"...Oh, once in your life you find someone
Who will turn your world around
Bring you up when you're feeling down...
Oh, nothing could change what you mean to me
Oh there's a lot that I could say
But just hold me now
Cause our love will light the way..."
- Bryan Adams
I think I'm losing it…but in a very peaceful kind of way. I was on my way up to "the college" this morning, listening to The Diane Rehm Show and a discussion of terrorism when they broke for station identification. When it comes to car radio listening habits, my love for pop music is second only to NPR (National Public Radio), but just barely.
Perhaps this time-evolved preferential hierarchy has something to do with my insatiable hunger to hear my sister, NPR reporter Nancy Mullane's voice leading listeners through one of her riveting stories on social reform or urban responsibility. Nancy's pieces can be found scattered randomly throughout NPR's program offernings and we never know when they will appear...so we listen, and listen, and listen. And in the process, we become informed global citizens. But no matter how much I love public radio, I am always secretly thrilled for the opportunity to push preset-button #2 and enter the world of soft rock/folk/adult acoustic radio. I don't worry that I will miss anything by changing stations, since I already know and appreciate the philanthropy of the John D. and Catherine T. MacArthur Foundation, and their support of "this and other public radio programs."

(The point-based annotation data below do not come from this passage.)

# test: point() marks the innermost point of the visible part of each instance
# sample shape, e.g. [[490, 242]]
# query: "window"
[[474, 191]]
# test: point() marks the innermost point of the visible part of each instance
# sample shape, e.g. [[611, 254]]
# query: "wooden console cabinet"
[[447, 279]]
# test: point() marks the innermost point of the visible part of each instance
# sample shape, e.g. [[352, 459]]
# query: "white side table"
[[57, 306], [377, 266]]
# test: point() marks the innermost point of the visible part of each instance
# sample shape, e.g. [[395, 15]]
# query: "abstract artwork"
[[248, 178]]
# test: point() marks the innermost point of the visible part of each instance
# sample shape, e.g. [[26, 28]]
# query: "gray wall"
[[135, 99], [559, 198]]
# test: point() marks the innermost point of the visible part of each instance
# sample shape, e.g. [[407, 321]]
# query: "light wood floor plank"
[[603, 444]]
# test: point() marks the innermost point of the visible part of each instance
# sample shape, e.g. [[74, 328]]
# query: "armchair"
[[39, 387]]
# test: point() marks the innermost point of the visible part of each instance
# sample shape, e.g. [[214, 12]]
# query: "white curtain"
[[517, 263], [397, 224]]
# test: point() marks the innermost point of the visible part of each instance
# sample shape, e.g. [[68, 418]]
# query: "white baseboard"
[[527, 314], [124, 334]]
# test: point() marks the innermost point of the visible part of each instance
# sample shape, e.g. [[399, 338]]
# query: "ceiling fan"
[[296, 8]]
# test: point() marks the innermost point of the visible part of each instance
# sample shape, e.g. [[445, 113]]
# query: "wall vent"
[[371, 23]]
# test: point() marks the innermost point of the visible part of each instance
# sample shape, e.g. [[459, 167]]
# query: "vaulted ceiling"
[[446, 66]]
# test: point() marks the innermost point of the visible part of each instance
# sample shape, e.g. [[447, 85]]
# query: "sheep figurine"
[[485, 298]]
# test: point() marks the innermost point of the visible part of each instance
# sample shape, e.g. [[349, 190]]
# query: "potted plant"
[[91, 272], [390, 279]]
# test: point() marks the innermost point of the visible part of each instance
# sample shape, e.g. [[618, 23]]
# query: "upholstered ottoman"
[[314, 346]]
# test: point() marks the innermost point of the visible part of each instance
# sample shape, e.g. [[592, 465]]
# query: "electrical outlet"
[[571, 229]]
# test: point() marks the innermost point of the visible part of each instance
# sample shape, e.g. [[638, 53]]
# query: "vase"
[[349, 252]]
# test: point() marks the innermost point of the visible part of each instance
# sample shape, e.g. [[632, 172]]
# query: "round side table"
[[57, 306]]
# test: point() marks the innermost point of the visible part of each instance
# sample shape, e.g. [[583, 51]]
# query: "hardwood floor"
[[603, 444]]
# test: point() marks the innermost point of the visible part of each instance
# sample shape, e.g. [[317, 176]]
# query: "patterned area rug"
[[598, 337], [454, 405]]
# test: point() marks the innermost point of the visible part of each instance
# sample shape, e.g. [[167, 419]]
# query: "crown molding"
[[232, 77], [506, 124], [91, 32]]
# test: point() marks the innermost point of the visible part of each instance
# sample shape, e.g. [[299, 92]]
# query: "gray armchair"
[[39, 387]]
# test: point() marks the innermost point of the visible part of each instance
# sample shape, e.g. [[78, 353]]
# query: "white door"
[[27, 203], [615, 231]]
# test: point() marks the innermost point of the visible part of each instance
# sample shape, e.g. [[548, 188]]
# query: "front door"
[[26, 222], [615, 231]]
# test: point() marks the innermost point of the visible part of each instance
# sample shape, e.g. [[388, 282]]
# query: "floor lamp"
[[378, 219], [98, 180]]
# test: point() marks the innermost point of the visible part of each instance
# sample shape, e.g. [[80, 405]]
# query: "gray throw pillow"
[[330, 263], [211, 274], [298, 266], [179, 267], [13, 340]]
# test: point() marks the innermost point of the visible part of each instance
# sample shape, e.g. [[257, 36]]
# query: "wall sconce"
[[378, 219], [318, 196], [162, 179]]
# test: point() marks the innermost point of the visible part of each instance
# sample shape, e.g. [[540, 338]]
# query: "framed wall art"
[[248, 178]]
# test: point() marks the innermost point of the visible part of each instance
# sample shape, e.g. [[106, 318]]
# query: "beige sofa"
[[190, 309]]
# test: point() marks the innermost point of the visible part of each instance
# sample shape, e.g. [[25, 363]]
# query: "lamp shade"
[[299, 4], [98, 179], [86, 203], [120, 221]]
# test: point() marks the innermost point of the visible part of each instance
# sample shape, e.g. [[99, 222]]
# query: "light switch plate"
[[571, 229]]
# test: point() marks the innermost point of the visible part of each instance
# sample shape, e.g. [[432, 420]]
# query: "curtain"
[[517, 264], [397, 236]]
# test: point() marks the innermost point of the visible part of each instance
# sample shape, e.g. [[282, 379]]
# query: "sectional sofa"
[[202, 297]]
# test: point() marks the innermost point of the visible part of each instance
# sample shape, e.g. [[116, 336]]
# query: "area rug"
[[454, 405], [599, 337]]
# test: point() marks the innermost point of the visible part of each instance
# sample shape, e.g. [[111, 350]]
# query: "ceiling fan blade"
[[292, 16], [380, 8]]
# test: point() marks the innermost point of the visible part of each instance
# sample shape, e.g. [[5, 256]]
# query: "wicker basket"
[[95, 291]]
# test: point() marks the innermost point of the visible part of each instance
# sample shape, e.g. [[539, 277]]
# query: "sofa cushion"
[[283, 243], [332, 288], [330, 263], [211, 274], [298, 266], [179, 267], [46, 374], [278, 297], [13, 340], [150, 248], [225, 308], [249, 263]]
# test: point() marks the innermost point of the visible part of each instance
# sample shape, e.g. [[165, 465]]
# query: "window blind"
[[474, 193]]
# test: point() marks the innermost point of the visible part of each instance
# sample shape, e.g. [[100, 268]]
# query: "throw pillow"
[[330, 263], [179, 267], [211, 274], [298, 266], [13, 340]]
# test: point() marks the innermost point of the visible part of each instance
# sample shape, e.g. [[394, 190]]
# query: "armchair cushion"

I switch stations and within a heartbeat, I am bathed in Yanou's clear, sweet remix of Bryan Adams' beautiful "Oh, thinking about all my younger years..." immersed in her version "Heaven" and thrown back to thinking about my own younger years…but only for the briefest moment because suddenly I find myself deep in thought about my spiritual life today. And today this song, like many love songs of late, speaks to me about my love for Jesus Christ...the impact of his life on my life, and his timeless message in my heart.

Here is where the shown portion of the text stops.